Thanks to this URL parser API, if you are already using libcurl for transfers, it is easy to also parse and treat URLs elsewhere exactly the same way libcurl does. By sticking to the same parser, there is a significantly smaller risk that repeated parsing bring surprises.
Other work-arounds
If your application uses different languages or frameworks, another work-around to lower the risk that URL parsing differences will hurt you, is to use a single parser to extract the URL components you need in one place and then work on the individual components from that point on. Instead of passing around the full URL to get parsed multiple times, you can pass around the already separated URL parts.
Future
I am not aware of any present ongoing work on consolidating the URL specifications. I am not even aware of anyone particularly interested in working on it. It is an infected area, and I will get my share of blow-back again now by writing my own view of the state.
The WHATWG probably say they would like to be the steward of this and they are generally keen on working with URLs from a browser standpoint. It limits them to a small number of protocol schemes and from my experience, getting them to interested in changing something for the the sake of aligning with RFC 3986 parsers is hard. This is however the team that more than any other have moved furthest away from the standard we once had established. There are also strong anti-IETF sentiments oozing there. The WHATWG spec is a “living specification” which means it continues to change and drift away over time.

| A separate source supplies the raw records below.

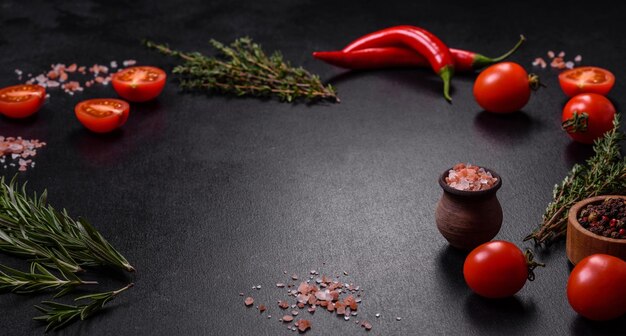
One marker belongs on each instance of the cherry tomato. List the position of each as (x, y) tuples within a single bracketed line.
[(587, 117), (102, 115), (497, 269), (504, 87), (586, 80), (139, 84), (21, 101), (595, 288)]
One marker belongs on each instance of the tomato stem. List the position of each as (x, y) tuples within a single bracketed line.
[(534, 82), (532, 264), (481, 61)]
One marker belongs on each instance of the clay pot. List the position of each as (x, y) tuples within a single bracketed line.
[(581, 242), (468, 218)]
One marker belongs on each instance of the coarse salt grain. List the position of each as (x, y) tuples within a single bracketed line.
[(467, 177), (19, 149)]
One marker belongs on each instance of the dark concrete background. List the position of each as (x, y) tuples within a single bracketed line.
[(210, 195)]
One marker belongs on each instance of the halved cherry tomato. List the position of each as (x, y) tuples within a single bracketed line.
[(498, 269), (586, 80), (504, 87), (587, 117), (139, 84), (595, 288), (21, 101), (102, 115)]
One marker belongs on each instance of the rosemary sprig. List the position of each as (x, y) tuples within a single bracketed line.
[(39, 279), (58, 315), (246, 70), (604, 173), (29, 227)]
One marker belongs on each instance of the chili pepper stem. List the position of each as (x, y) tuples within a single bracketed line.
[(532, 264), (446, 74), (481, 61)]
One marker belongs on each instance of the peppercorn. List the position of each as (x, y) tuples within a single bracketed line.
[(607, 219)]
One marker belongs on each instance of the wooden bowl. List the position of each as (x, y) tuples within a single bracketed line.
[(582, 243)]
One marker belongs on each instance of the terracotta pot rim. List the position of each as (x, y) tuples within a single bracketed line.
[(572, 217), (466, 193)]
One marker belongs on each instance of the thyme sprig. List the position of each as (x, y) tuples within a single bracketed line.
[(58, 315), (39, 279), (30, 227), (604, 173), (245, 69)]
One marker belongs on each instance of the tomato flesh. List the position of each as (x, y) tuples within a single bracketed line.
[(21, 101), (586, 80), (595, 288), (102, 115), (502, 88), (599, 113), (139, 84), (496, 269)]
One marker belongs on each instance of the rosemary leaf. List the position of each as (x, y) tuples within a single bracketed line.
[(244, 69), (39, 279), (58, 315), (604, 173)]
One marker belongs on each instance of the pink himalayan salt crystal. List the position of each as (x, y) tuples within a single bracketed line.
[(20, 149), (470, 178)]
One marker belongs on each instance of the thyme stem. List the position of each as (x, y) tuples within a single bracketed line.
[(245, 69), (604, 173)]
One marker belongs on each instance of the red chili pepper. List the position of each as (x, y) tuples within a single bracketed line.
[(390, 57), (418, 39)]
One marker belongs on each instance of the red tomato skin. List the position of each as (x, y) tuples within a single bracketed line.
[(595, 288), (23, 109), (496, 269), (601, 114), (141, 92), (502, 88), (102, 125), (571, 89)]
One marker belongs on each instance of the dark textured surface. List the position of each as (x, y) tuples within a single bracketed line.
[(208, 196)]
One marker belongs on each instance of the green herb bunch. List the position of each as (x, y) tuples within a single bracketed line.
[(244, 69), (604, 173), (54, 243)]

The IETF published RFC 3986 back in 2005, they saw the RFC 3987 pretty much fail and then more or less gave up on URLs. I know there are people and working groups there who would like to see URLs get brought back to the agenda (as I’ve talked to a few of them over the years) and many IETFers think that the IETF is the only group that can do it proper, but due to the unavoidable politics and the almost certain collision course against (and cooperation problems with) WHATWG, it is considered a very hot potato that barely anyone wants to hold. There are also strong anti-WHATWG feelings in some areas of the IETF. There is just a too small of a chance of a successful outcome from something that mostly likely will take a lot of effort, will, thick skin and backing from several very big companies.
We are stuck here. I foresee yet another report to be written a few years down the line that shows more and new URL problems.